Archbishop Pat Kelly of Liverpool directly opposed an eccentric Italian scientist saying that there is little place for science that is removed from the real lives of people. Religious leaders who denigrate environmentalists as nature worshipers or hysterical must be exposed as deviating from Catholic teaching.

Secondly, about moral criteria and faith motivation

Thankfully, many at the Rome Seminar rejected the litany of the climate skeptics. Many bishops were impressive saying they wanted to build a pastoral response to Climate Change in their local communities and to actively enter the public debate. With leaders for the World Council of Churches (WCC) they called for a Papal encyclical on the environment and a common statement on Climate Change by church leaders. They said to draw on the Church’s social teaching to offer cogent ethical criteria:

  • the right of all people to a safe environment as taught by John Paul II,
  • the rights of future generations,
  • fair distribution of climate change abatement costs,
  • solidarity with developing countries by sharing modern technology uninhibited by patenting laws,
  • welcome environmental refugees, and dismantle the social structures of sin as taught by John Paul II
  • human ecology and natural ecology cannot be separated says Pope Benedict (New Year 2007).

At a theological level, the positive role of Earth itself in the story of Christian salvation is the orthodox Christian tradition – the outpouring of God’s love in creation is inseparably linked to its culmination in the saving work of Jesus the earth is good, revealing of God and integral to Christian prayer. Eight centuries ago St Thomas Aquinas taught that Earth’s diversity opens a spiritual path to appreciating the fullness of God’s own self.
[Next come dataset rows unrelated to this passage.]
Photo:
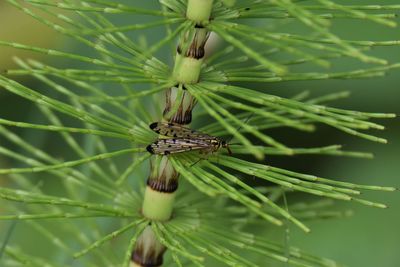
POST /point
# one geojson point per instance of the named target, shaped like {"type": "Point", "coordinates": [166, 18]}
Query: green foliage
{"type": "Point", "coordinates": [113, 91]}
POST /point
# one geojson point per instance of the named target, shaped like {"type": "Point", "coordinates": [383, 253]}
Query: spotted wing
{"type": "Point", "coordinates": [177, 131]}
{"type": "Point", "coordinates": [178, 145]}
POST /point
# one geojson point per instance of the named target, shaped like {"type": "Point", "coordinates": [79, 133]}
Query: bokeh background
{"type": "Point", "coordinates": [371, 237]}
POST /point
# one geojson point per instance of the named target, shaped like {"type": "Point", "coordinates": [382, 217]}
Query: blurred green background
{"type": "Point", "coordinates": [371, 237]}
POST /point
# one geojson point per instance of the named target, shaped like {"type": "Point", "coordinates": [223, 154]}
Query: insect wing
{"type": "Point", "coordinates": [179, 145]}
{"type": "Point", "coordinates": [177, 131]}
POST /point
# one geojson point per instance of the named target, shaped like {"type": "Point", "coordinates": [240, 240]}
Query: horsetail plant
{"type": "Point", "coordinates": [123, 92]}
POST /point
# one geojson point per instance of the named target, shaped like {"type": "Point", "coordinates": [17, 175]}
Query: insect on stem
{"type": "Point", "coordinates": [180, 139]}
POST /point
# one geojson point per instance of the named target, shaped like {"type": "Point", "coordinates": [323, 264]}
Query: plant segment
{"type": "Point", "coordinates": [110, 95]}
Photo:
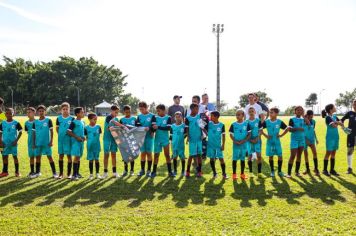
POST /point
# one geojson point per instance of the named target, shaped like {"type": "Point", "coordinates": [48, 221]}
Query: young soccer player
{"type": "Point", "coordinates": [110, 146]}
{"type": "Point", "coordinates": [332, 138]}
{"type": "Point", "coordinates": [351, 138]}
{"type": "Point", "coordinates": [297, 142]}
{"type": "Point", "coordinates": [43, 140]}
{"type": "Point", "coordinates": [76, 131]}
{"type": "Point", "coordinates": [10, 133]}
{"type": "Point", "coordinates": [31, 111]}
{"type": "Point", "coordinates": [195, 136]}
{"type": "Point", "coordinates": [62, 124]}
{"type": "Point", "coordinates": [216, 143]}
{"type": "Point", "coordinates": [161, 127]}
{"type": "Point", "coordinates": [240, 135]}
{"type": "Point", "coordinates": [146, 119]}
{"type": "Point", "coordinates": [92, 132]}
{"type": "Point", "coordinates": [129, 121]}
{"type": "Point", "coordinates": [310, 141]}
{"type": "Point", "coordinates": [178, 131]}
{"type": "Point", "coordinates": [255, 141]}
{"type": "Point", "coordinates": [274, 147]}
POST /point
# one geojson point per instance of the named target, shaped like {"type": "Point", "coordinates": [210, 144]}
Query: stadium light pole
{"type": "Point", "coordinates": [217, 30]}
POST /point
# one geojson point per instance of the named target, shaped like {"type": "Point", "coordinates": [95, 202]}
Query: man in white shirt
{"type": "Point", "coordinates": [252, 103]}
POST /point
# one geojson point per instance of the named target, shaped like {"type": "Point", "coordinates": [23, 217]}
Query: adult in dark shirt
{"type": "Point", "coordinates": [175, 107]}
{"type": "Point", "coordinates": [351, 140]}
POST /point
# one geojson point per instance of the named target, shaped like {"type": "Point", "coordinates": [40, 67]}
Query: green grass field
{"type": "Point", "coordinates": [299, 206]}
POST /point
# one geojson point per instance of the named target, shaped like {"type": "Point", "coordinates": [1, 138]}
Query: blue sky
{"type": "Point", "coordinates": [287, 48]}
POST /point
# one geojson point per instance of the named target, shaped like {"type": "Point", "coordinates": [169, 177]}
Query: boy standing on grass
{"type": "Point", "coordinates": [161, 126]}
{"type": "Point", "coordinates": [10, 133]}
{"type": "Point", "coordinates": [194, 139]}
{"type": "Point", "coordinates": [92, 132]}
{"type": "Point", "coordinates": [178, 132]}
{"type": "Point", "coordinates": [76, 131]}
{"type": "Point", "coordinates": [239, 134]}
{"type": "Point", "coordinates": [28, 128]}
{"type": "Point", "coordinates": [43, 140]}
{"type": "Point", "coordinates": [146, 119]}
{"type": "Point", "coordinates": [129, 121]}
{"type": "Point", "coordinates": [216, 143]}
{"type": "Point", "coordinates": [62, 124]}
{"type": "Point", "coordinates": [274, 146]}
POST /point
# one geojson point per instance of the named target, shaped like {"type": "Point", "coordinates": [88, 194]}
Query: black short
{"type": "Point", "coordinates": [351, 140]}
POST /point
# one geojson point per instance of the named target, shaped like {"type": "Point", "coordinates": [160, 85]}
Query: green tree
{"type": "Point", "coordinates": [346, 99]}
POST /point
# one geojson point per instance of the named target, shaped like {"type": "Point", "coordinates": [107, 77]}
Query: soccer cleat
{"type": "Point", "coordinates": [281, 174]}
{"type": "Point", "coordinates": [333, 172]}
{"type": "Point", "coordinates": [105, 175]}
{"type": "Point", "coordinates": [243, 177]}
{"type": "Point", "coordinates": [3, 174]}
{"type": "Point", "coordinates": [141, 173]}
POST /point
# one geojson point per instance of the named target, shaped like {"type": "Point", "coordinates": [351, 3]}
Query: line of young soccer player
{"type": "Point", "coordinates": [170, 138]}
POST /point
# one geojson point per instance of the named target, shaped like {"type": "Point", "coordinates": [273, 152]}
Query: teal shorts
{"type": "Point", "coordinates": [110, 145]}
{"type": "Point", "coordinates": [294, 144]}
{"type": "Point", "coordinates": [64, 145]}
{"type": "Point", "coordinates": [159, 145]}
{"type": "Point", "coordinates": [214, 153]}
{"type": "Point", "coordinates": [178, 153]}
{"type": "Point", "coordinates": [43, 150]}
{"type": "Point", "coordinates": [147, 144]}
{"type": "Point", "coordinates": [10, 150]}
{"type": "Point", "coordinates": [77, 149]}
{"type": "Point", "coordinates": [195, 148]}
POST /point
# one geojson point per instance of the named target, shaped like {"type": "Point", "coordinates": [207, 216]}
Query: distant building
{"type": "Point", "coordinates": [103, 108]}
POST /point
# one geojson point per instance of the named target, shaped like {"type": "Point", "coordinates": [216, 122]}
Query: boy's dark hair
{"type": "Point", "coordinates": [197, 97]}
{"type": "Point", "coordinates": [215, 114]}
{"type": "Point", "coordinates": [310, 112]}
{"type": "Point", "coordinates": [41, 107]}
{"type": "Point", "coordinates": [91, 116]}
{"type": "Point", "coordinates": [65, 104]}
{"type": "Point", "coordinates": [77, 110]}
{"type": "Point", "coordinates": [31, 109]}
{"type": "Point", "coordinates": [161, 107]}
{"type": "Point", "coordinates": [126, 107]}
{"type": "Point", "coordinates": [327, 110]}
{"type": "Point", "coordinates": [114, 108]}
{"type": "Point", "coordinates": [193, 105]}
{"type": "Point", "coordinates": [274, 109]}
{"type": "Point", "coordinates": [142, 104]}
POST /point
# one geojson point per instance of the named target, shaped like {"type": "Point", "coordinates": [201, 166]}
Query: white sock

Sadly, in recent times an almost exclusive Gospel focus on the human, and fundamentalist notions about Scripture and science have given the church a bad name. This must be admitted, and corrected.

Thirdly about Action

In addition to being ‘truth tellers’, offering moral criteria and providing spiritual motivation, church teaching calls for action. Faith without good works is dead. Chris has shown us how practical action can change our transport patterns, and this a moral imperative, sin issue. So:

  1. In a Federal election year, the Australian Catholic bishops need to be encouraged from the pews to publicly build upon their 2005 Climate Change position paper. They could talk of green jobs and a green economy, respect for Earth itself as an act of prayer.
  2. Believers need to pound on the doors of all Federal electoral hopefuls demanding policies that set up an equitable framework for citizens to take immediate and significant decisions on climate change for their businesses, jobs, homes and personal life.
  3. Next year Australian Catholics will host a World Youth Day in Sydney. The universal issue of Climate Change would be a worthy spiritual reflection leading to morally responsible action.

The 200 on A deck need to work in solidarity with the 800 on B deck. This one planet is our common home and is heading into the troubled waters of Climate Change. How we listen to what Earth is saying, radically cut our carbon emissions, and forge new ways of living makes for a solid test of our moral integrity and spiritual maturity.

We can be encouraged to move forward by Cardinal Martino who in his closing address to the Roman Seminar said, ‘This reflection deepens doctrinal reflection as Gospel meets life in society … the Gospel is always new, adapting as historical conditions change.’